2. We try to guess that number with the fewest guesses possible: $$ 100, 3, 7, 30, ... $$

3. But every time we guess, they say whether the actual number is higher or lower than what we guessed... $$ 100(lower), 3(higher), 7(lower), 30(lower), ... $$

There is actually an optimal solution to this problem. By knowing whether their number is higher or lower than our previous guess, we can always choose our next guess in exactly the middle of the remaining range... $$ \begin{array}{|c|c|c|c|c|} \hline \text{#} & \text{Options Range} & \text{Number of Options} & \text{Guess} & \text{42 Is Higher Or Lower} \\ \hline 1. & 1...100 & 100 & 50 & \text{Lower} \\ \hline 2. & 1...49 & 49 & 25 & \text{Higher} \\ \hline 3. & 26...49 & 24 & 37 & \text{Higher} \\ \hline 4. & 38...49 & 12 & 43 & \text{Lower} \\ \hline 5. & 38...42 & 5 & 40 & \text{Higher} \\ \hline 6. & 41...42 & 2 & 41 & \text{Higher} \\ \hline 7. & 42...42 & 1 & 42 & \text{Win} \\ \hline \end{array} $$

By using this method we are reducing the number of remaining options by roughly a half with each guess.
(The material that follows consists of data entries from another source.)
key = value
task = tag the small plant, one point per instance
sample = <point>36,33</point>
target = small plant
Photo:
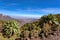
<point>11,28</point>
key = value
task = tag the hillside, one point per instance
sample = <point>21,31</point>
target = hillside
<point>46,28</point>
<point>18,19</point>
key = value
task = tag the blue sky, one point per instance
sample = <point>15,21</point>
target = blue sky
<point>29,8</point>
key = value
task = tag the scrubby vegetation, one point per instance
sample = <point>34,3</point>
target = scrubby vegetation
<point>43,27</point>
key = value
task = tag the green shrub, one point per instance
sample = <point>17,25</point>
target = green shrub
<point>11,28</point>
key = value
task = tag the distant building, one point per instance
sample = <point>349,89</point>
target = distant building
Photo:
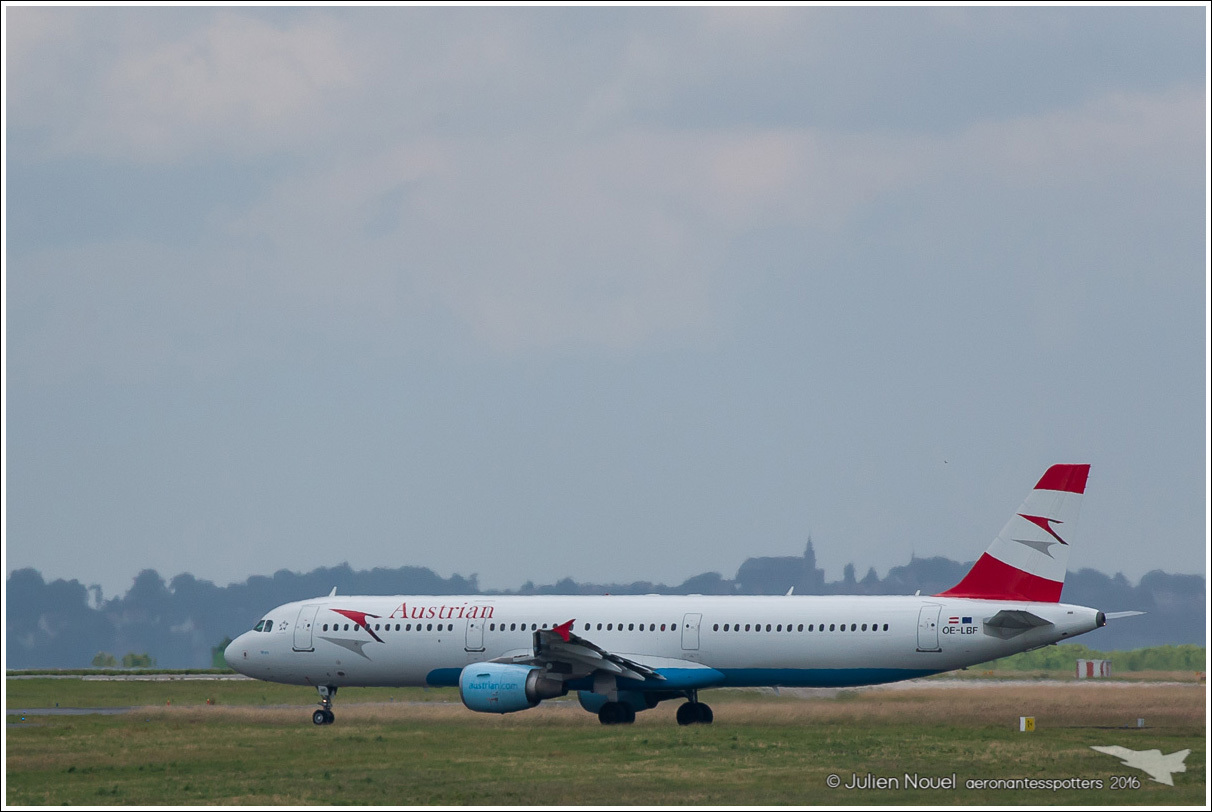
<point>1093,668</point>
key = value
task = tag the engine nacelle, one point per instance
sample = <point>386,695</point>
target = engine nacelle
<point>503,688</point>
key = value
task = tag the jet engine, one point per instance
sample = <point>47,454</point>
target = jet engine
<point>503,688</point>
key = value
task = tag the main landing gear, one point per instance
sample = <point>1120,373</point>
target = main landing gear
<point>324,715</point>
<point>616,713</point>
<point>695,712</point>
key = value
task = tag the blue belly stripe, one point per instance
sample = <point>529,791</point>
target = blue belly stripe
<point>679,679</point>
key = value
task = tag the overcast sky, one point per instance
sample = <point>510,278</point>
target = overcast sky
<point>612,293</point>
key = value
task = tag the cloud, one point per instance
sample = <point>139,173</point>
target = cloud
<point>236,84</point>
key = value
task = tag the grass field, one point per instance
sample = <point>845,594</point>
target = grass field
<point>412,747</point>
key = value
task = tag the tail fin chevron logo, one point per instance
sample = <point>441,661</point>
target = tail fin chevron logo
<point>1021,565</point>
<point>1045,525</point>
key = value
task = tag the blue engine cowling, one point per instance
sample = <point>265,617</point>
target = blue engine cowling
<point>503,688</point>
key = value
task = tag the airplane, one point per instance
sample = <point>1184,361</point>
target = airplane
<point>1158,766</point>
<point>625,653</point>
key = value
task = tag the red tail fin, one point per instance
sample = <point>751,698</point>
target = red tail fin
<point>1027,561</point>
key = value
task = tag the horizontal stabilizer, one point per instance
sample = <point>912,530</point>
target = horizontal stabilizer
<point>1008,623</point>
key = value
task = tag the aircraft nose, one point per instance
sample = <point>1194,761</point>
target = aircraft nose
<point>236,653</point>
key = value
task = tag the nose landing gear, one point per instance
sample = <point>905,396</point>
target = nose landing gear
<point>325,715</point>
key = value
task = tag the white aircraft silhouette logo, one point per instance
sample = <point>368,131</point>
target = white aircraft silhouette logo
<point>1158,766</point>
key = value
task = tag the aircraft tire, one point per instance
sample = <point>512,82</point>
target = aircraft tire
<point>695,713</point>
<point>616,713</point>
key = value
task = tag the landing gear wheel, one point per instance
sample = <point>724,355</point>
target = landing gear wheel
<point>695,713</point>
<point>616,713</point>
<point>324,715</point>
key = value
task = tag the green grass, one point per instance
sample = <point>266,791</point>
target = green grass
<point>120,693</point>
<point>761,750</point>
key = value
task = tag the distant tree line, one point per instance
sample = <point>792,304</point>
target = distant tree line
<point>1154,658</point>
<point>186,622</point>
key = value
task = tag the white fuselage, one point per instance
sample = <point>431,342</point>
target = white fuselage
<point>693,640</point>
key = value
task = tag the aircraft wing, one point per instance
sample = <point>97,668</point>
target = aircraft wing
<point>1008,623</point>
<point>572,656</point>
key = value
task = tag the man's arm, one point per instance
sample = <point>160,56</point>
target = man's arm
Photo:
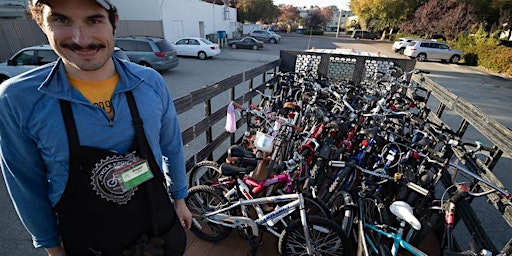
<point>25,174</point>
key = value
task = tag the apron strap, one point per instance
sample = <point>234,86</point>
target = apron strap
<point>69,122</point>
<point>140,136</point>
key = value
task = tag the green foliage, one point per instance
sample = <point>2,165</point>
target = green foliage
<point>483,49</point>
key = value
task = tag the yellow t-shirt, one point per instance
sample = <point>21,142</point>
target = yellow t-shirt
<point>98,93</point>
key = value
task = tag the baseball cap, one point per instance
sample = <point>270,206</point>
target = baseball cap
<point>104,3</point>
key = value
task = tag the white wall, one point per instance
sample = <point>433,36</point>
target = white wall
<point>189,14</point>
<point>139,10</point>
<point>180,17</point>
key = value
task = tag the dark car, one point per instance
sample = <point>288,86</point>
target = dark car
<point>362,34</point>
<point>154,52</point>
<point>246,43</point>
<point>265,36</point>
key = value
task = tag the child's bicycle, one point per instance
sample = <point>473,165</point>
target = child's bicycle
<point>214,216</point>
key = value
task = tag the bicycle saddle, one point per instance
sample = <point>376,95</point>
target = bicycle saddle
<point>238,151</point>
<point>231,170</point>
<point>291,106</point>
<point>404,211</point>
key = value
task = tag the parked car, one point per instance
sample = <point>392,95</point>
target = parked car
<point>154,52</point>
<point>422,50</point>
<point>196,47</point>
<point>34,56</point>
<point>362,34</point>
<point>402,42</point>
<point>265,36</point>
<point>246,43</point>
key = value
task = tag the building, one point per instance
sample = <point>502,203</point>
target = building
<point>339,20</point>
<point>12,9</point>
<point>174,19</point>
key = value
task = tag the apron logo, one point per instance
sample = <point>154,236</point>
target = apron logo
<point>105,183</point>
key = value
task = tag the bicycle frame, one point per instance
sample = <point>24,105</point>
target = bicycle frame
<point>397,242</point>
<point>266,220</point>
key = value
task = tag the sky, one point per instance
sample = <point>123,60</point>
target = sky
<point>342,4</point>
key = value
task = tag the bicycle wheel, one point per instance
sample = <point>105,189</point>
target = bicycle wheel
<point>341,207</point>
<point>200,200</point>
<point>204,173</point>
<point>372,211</point>
<point>327,238</point>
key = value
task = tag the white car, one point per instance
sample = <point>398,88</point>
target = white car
<point>197,47</point>
<point>428,50</point>
<point>34,56</point>
<point>402,42</point>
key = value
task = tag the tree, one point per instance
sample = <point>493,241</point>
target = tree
<point>318,18</point>
<point>446,17</point>
<point>289,17</point>
<point>381,15</point>
<point>256,10</point>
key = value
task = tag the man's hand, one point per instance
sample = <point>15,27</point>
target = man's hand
<point>183,213</point>
<point>56,251</point>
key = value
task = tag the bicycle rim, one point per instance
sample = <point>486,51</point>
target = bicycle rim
<point>327,238</point>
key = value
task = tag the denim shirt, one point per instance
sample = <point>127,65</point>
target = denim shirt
<point>34,144</point>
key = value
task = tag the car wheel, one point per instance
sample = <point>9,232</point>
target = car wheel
<point>202,55</point>
<point>421,57</point>
<point>455,59</point>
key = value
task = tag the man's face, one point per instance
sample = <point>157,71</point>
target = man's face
<point>80,32</point>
It took us only $7$ guesses to guess a random number from $1$ to $100$.

Infinite Guessing Game $[1, \infty)$

What if we ask our friend to pick an integer $k$ between $1$ and infinity?

Is there an algorithm which can be proven to be the most efficient in terms of the average number of guesses for finding the answer?

Can it be proven that there can not exist such an algorithm?

My guess is that we need to solve this problem in two separate steps:

1. Find an upper-bound $n$ that is higher than $k$.

2. Solve the original problem in the range $[1,n]$.

If we had all the time in the universe, and because the number $k$ is a finite number, we will guess it eventually.

We can even define some possible ways of finding $n$:

• Counting from 1 upwards. $1, 2, 3, 4, ...$ (Takes exactly $k$ guesses to reach the answer.)
• Guessing a random number in the sub-range of possibilities. (How to define selecting a random number between $1$ and infinity?)
• Squaring our guess until we find an upper bound. $10, 100, 10^4, 10^8, 10^{16}, ...$
• Cubing our guess until we find an upper bound? $10, 1000, 10^9, 10^{27}, ...$ (What if we raise to an even higher power?)
• Exponentially increasing our guess until we find an upper bound. $10, 2^{10}, 2^{2^{10}}, ...$

We could keep defining different techniques like these forever.

The questions are:

1. Are all these techniques equally valid?
2. If not, how can they be ordered in terms of efficiency?
3. If the number $k$ can be anywhere between $1$ and $k$, does this automatically mean that the average number of guesses for any technique tends to infinity?
4. The problem is not only finding the upper-bound as quickly as possible, but also finding it in a way that after we have found it we can find the number itself as quickly as possible.

Double-Infinite Guessing Game $(-\infty, \infty)$

You know the question to this...

Answer 1

A practical approach to this is to start with $n=1$ (or $n=$ any positive integer you like), and double your guess until you reach an $n\ge k$. Then you can conduct your binary search on the remaining possibilities $n/2 < k < n$.

This can't be proven to be the most efficient method, because to do that you would need to know the probability of each $k$, which presumably you don't. But it is an approach I have used in more than one computer programming problem.

By the way, your Doubly Infinite Guessing Game can be reduced to the Singly Infinite version, simply by guessing $n=0$ at your first turn.